5月11日。札幌3日目です。だいぶ日が照っていい陽気になってきました。

今日は12時からと15時からのセミナーがあるため、
午前中だけ少し美術館に行く事にしました。

札幌芸術の森美術館です。
9時45分から開館ということで、それに間に合うように
学芸員の今井さんがホテルに車でお迎えに来て下さいました。
早々とホテルをチェックアウトして移動です。
こちらの美術館は7.5ヘクタールの野外美術館もあるということで、
お天気の今日は、かなりの鑑賞日和。

車で行きすがら、今井さんが色々説明して下さいました。
市内に流れる豊平川にも鮭が昇ってくる事や、
校庭のど真ん中に大きな木がある高校。巨大な涅槃像が建設中な様子。
空気もおいしくて快適なドライブを楽しみました。

そして「芸術の森」に到着。
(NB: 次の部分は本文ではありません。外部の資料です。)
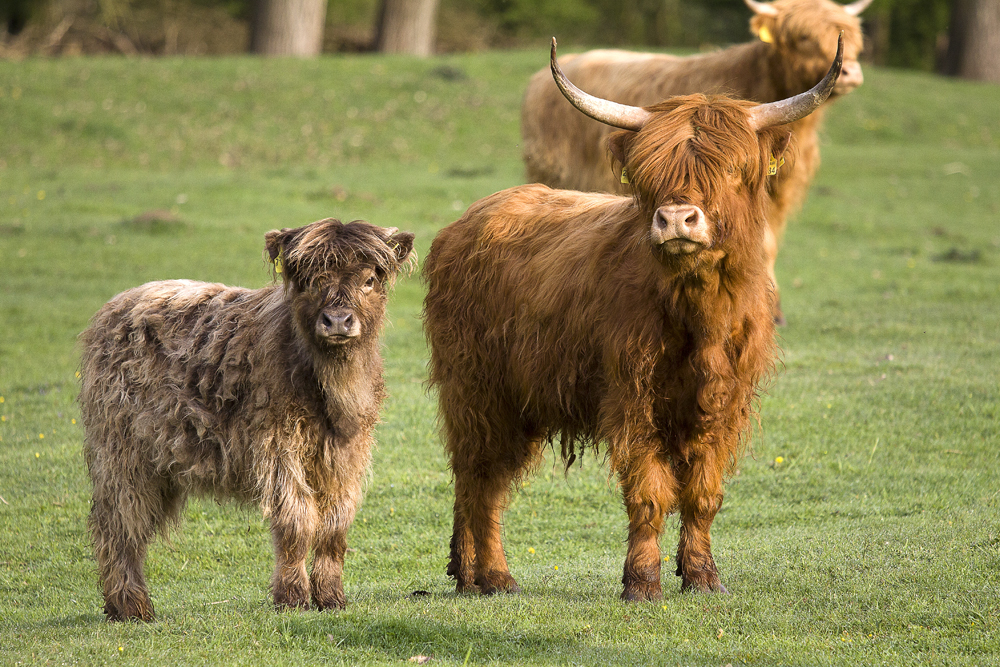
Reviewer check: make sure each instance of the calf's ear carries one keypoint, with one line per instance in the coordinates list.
(276, 243)
(402, 244)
現在「イタリア美術とナポレオン」を開催中。
担当者である今井さんがわかりやすくポイントで説明して下さいました。
ナポレオン一族がよくわかりました。
とても貴重な資料も展示されているので見応えありますよ。
朝早くでしたが結構な人がいらしていました。
そして、時間もないので野外美術館へ移動。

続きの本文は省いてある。